The New Zealand tea tree (Leptospermum scoparium) is an evergreen shrub that features small, prickly, needle-like leaves, which are aromatic when crushed. In the early summer, the plant spots snowy single or double white, pink, or red blossoms. These flowers are attractive to bees and other pollinators. In fact, manuka honey, a popular honey for culinary uses and alternative medicine, is produced from nectar that bees gather from this plant. Furthermore, essential oil from the plant’s leaves and various preparations of its bark also are used for medicinal purposes. New Zealand tea tree is fairly easy to grow and resistant to most pests and diseases.
Botanical Name Leptospermum Scoparium
Common Name New Zealand tea tree, broom tea tree, tea tree, manuka, manuka myrtle
Plant Type Evergreen shrub
Mature Size 6 to 10 feet in height and spread
Sun exposure Full sun
Soil Type Rich, medium moisture, well-draining
Soil pH Acidic
Bloom Time June to July
Flower colour White, pink, red
Hardiness Zones 9 to 10
Native area New Zealand, Australia
General Facts and Information
- The name of the genus Leptospermum is a Neo-Latin composite word derived from two ancient Greek words, ‘λεπτόν’, which means ‘thin’ and ‘σπέρμα’ which means ‘seed’– both of them accurately describing the thickness of the plant fruit seeds. The name of the species scoparium consists of the Latin word ‘scopa’, which means ‘thin branch or broom’, and the suffix ‘-arius’, whose neutral type is ‘-arium’ and means ‘belonging to’ or ‘what belongs to’.
- Tea Tree is a native, endemic plant of New Zealand and Australia. From there, it has spread to many subtropical climate areas thanks to the exceptional beauty and abundant flowers of many of its varieties.
- In its origin countries, where it is better known as Manuka or Kahikatoa, it is found either as a shrub or as a small tree. The abundant, small and light seeds of Tea Tree, which are dispersed with wind, enable the plant to reproduce quite easily and form large populations. Particularly in barren and relatively wet soils, the dominant form of vegetation tends to become or is actually made.
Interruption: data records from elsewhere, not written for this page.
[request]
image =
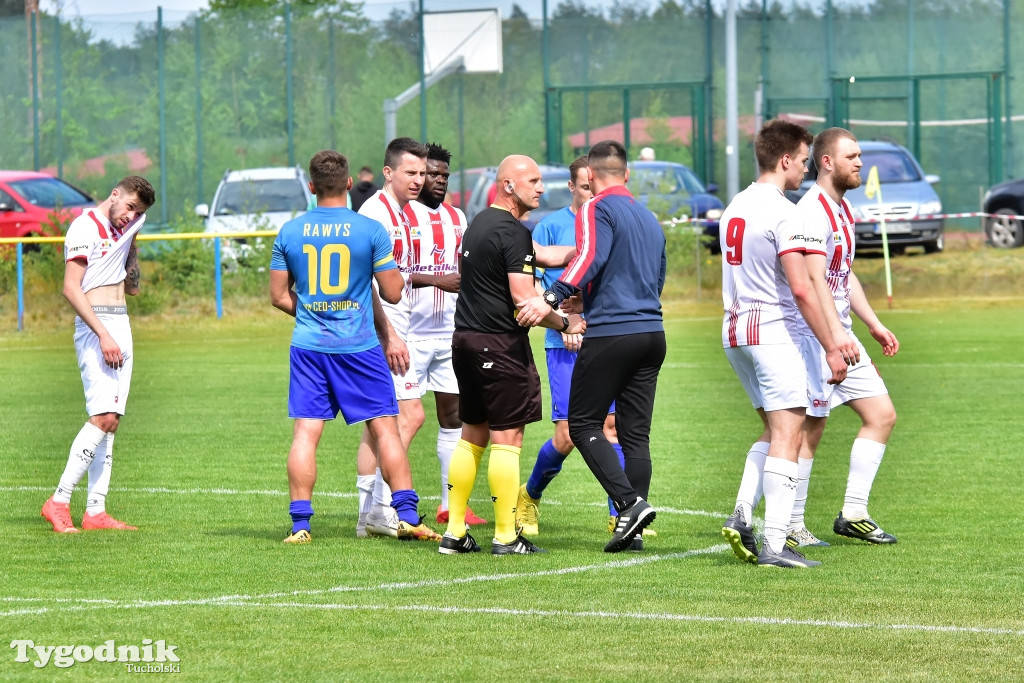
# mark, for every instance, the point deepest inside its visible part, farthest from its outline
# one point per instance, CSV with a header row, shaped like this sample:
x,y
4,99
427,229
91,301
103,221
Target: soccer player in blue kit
x,y
321,271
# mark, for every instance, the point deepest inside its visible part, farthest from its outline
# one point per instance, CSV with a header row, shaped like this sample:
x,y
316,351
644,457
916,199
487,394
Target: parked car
x,y
479,191
674,189
32,203
1006,200
909,202
256,199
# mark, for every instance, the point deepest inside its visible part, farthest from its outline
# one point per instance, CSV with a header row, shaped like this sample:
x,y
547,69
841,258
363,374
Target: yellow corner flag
x,y
872,182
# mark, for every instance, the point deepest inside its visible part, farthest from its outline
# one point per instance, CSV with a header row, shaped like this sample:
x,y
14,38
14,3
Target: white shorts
x,y
433,365
105,387
862,380
773,375
408,386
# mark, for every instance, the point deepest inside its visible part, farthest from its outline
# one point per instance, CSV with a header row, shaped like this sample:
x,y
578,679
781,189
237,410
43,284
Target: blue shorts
x,y
357,385
560,364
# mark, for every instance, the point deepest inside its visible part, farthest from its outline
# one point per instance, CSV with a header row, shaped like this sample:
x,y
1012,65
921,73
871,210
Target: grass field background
x,y
200,467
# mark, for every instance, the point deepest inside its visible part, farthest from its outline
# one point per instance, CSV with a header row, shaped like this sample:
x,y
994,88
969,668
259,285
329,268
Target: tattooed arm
x,y
133,274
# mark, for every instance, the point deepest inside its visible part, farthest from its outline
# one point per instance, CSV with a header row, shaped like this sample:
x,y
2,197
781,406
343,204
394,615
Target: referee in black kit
x,y
499,386
620,269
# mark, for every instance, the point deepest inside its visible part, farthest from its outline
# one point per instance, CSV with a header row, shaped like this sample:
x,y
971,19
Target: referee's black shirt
x,y
495,245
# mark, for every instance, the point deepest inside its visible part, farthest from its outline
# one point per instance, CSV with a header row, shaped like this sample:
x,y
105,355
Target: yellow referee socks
x,y
503,475
462,474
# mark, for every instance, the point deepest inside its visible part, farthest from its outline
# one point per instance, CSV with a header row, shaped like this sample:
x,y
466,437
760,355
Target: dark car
x,y
910,206
32,204
673,189
1006,228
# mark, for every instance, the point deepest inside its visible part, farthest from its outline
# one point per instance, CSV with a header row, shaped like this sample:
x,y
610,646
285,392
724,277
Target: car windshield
x,y
247,197
667,180
894,166
49,193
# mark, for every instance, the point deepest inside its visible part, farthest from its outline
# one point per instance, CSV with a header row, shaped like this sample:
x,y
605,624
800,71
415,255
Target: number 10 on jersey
x,y
328,267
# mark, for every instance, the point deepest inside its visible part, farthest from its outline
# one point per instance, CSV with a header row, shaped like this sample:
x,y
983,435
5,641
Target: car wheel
x,y
1003,230
936,245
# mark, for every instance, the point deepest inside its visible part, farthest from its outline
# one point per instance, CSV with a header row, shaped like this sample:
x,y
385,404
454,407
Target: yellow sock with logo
x,y
503,475
462,474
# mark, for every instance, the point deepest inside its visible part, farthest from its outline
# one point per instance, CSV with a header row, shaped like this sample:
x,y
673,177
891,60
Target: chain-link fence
x,y
181,97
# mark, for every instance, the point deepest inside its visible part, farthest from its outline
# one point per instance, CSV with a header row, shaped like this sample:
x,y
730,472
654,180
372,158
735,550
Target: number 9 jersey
x,y
759,225
332,254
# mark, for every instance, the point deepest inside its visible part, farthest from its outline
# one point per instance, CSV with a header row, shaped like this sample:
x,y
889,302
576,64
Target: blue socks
x,y
301,511
406,502
622,463
549,464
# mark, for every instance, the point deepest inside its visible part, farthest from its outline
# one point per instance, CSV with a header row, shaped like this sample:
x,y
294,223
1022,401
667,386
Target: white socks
x,y
99,476
83,451
865,456
382,492
751,487
780,491
446,438
365,484
804,473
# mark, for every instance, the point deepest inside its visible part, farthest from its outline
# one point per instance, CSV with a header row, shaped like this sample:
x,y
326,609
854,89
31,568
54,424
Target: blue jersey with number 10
x,y
332,255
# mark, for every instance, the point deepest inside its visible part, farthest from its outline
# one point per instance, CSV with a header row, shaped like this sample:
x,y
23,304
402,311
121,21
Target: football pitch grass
x,y
200,468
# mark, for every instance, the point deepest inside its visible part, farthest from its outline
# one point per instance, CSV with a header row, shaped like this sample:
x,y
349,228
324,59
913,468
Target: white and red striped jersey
x,y
103,247
435,237
830,225
384,209
759,225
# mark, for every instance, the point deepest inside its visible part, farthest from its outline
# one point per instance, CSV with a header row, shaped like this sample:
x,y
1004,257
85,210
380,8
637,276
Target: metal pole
x,y
1007,60
35,93
20,288
58,68
709,105
332,98
911,107
423,80
731,104
163,115
288,84
199,112
217,278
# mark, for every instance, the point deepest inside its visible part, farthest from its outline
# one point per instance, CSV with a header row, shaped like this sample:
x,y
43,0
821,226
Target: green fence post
x,y
288,84
163,115
59,87
199,112
35,94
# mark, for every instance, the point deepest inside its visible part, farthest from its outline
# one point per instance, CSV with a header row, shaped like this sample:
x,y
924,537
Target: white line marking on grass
x,y
335,494
656,616
387,587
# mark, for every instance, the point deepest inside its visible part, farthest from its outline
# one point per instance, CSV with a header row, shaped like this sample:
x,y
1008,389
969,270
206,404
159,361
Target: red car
x,y
30,200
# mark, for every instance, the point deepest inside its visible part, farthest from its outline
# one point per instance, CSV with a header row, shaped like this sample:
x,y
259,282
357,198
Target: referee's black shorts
x,y
498,380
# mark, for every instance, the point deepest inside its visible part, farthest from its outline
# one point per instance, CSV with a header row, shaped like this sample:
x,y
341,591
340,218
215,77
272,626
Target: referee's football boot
x,y
787,559
418,531
302,536
518,547
865,529
632,521
802,538
452,545
740,537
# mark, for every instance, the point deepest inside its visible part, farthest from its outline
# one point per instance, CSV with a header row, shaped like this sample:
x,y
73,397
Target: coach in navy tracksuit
x,y
620,268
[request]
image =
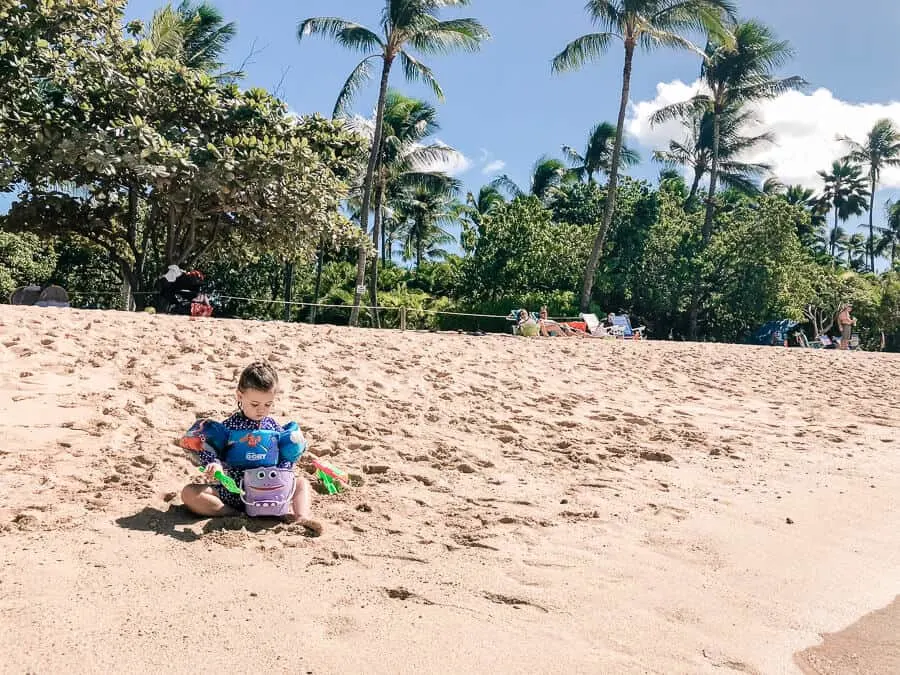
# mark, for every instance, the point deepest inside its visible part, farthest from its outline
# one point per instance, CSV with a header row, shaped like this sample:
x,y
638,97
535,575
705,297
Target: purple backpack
x,y
268,491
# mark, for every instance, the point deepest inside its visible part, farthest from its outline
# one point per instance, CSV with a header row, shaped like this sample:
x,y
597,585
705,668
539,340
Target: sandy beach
x,y
527,505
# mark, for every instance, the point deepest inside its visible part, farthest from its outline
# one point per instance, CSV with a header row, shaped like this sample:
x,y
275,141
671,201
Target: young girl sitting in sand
x,y
255,395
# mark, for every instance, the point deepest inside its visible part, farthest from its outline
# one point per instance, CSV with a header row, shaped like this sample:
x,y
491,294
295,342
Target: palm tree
x,y
597,155
889,241
405,25
425,215
880,149
857,252
547,174
474,210
735,72
195,35
696,151
809,230
405,160
648,24
845,193
488,199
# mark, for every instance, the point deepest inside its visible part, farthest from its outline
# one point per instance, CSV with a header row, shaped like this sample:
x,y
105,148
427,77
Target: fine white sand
x,y
516,514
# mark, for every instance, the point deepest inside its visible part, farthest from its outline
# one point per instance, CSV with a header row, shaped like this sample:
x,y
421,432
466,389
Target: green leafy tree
x,y
755,268
880,150
406,25
195,35
521,251
695,152
597,155
811,222
167,164
736,71
476,208
425,215
547,175
888,243
857,253
845,194
24,259
647,24
405,163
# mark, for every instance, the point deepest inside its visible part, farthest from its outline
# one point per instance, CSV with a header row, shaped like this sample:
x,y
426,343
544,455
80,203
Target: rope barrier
x,y
293,303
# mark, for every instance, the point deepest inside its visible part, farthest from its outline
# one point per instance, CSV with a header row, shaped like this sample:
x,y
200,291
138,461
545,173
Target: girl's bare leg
x,y
203,500
301,506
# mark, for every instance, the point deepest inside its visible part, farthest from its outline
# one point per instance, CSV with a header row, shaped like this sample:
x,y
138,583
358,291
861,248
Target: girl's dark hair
x,y
260,376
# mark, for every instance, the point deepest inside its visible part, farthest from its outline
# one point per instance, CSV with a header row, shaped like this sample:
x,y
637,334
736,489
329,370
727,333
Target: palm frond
x,y
442,37
572,155
506,184
361,74
346,33
417,71
695,106
167,33
586,49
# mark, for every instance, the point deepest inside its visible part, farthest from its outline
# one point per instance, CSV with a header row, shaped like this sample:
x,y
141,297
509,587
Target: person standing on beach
x,y
845,325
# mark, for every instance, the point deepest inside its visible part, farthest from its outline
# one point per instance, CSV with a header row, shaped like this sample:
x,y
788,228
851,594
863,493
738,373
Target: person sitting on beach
x,y
256,390
551,328
526,325
845,325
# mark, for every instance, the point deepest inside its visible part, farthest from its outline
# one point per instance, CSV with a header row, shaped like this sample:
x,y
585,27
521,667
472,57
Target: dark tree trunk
x,y
376,238
870,247
706,234
320,255
590,269
288,290
695,186
367,190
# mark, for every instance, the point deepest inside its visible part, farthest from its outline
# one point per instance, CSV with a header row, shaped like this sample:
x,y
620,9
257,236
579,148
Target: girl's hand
x,y
211,471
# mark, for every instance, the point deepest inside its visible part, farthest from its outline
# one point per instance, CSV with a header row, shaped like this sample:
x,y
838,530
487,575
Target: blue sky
x,y
504,106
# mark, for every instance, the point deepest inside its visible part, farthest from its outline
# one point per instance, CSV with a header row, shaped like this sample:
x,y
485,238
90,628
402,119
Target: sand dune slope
x,y
528,505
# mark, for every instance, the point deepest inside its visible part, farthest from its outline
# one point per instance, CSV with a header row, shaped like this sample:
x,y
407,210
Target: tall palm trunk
x,y
590,270
419,231
367,189
870,246
706,234
288,290
695,186
834,233
376,238
320,255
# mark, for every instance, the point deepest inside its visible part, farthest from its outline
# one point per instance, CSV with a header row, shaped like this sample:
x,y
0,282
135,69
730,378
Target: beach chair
x,y
593,325
25,295
627,332
527,330
53,296
806,343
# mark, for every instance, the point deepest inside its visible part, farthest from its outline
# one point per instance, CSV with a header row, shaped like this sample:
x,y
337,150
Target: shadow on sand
x,y
171,522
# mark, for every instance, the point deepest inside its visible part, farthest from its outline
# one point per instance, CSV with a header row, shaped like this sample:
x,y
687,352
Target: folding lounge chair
x,y
595,329
528,330
627,332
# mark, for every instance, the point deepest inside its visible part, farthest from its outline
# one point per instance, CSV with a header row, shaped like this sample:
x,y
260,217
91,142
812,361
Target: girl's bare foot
x,y
313,527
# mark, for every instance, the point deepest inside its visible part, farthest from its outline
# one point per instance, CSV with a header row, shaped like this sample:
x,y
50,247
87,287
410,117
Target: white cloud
x,y
493,167
454,163
805,127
- In New Zealand, primarily but also in Australia, it often behaves as a weed, and indeed its control is a real headache for farmers. In Hawaii, where it is widely grown as ornamental, having been fully acclimatized, it shows a tendency of unwanted spread. The same is true of South Africa, where the species is listed as ‘under surveillance’.
More about Tea Tree
- The Manuka develops many shoots from the base, which are raised and show moderate density branches. To those who are fully wooded, the bark appears flaky, leaving them naked. The leaves are small, narrowly lanceolate to oval, which when crushed diffuses a pleasant aroma. The flowers are hermaphrodite (the Tea Tree belongs to the andromonoecious plants), numerous, asteromorph, white or pink with a red centre. Pollination takes place with insects, including honey bees. After the pollination of the flowers, the fruit is formed, which is a 5-celled capsule, black in colour.
- Manuka is a highly adaptive plant when it is grown in areas with similar soil and climate conditions as its natural spreading zone. In terms of temperatures, young plants can withstand up to -4 °C (25 °F), but when they grow, their strength increases remarkably, reaching almost -10 °C (14 °F). In relation to the soil, it grows in various soil types, but thrives on sandy loam, slightly acidic and dry soils. Despite the high drought resistance of fully installed plants, young plants need regular watering. As for the exposure, it grows mainly in sunny places, well sheltered by dry hot or cold winds, but in the warmer climates it can be successfully planted in semi-shade. Still worth noting is its high resistance to the aggravated atmosphere of the cities, to frost, as well as its good resistance to soil salinity and to salt-spray
- From diseases in general, it does not face serious problems, while insects, scales as well as webbing caterpillar and borers can attack the plant. With the appropriate formulations is usually successful controlled.
Tea Tree- Uses
Tea Tree, in addition to ornamental, has practical, pharmaceutical and ethnobotany value. Its wood is highly appreciated as a fuel because of the presence of oils and volatile compounds. The produced essential oil has a scope in aromatherapy, dermatopathies and also has antibiotic properties. Honey coming from the flowers of Manuka has a significant antibacterial effect. Finally, for Maori, there was a plant that used for its wood, which was utilized almost in every possible way, and as a herbal remedy in various forms and against various diseases, such as its gum that was given to the adults as cough treatment.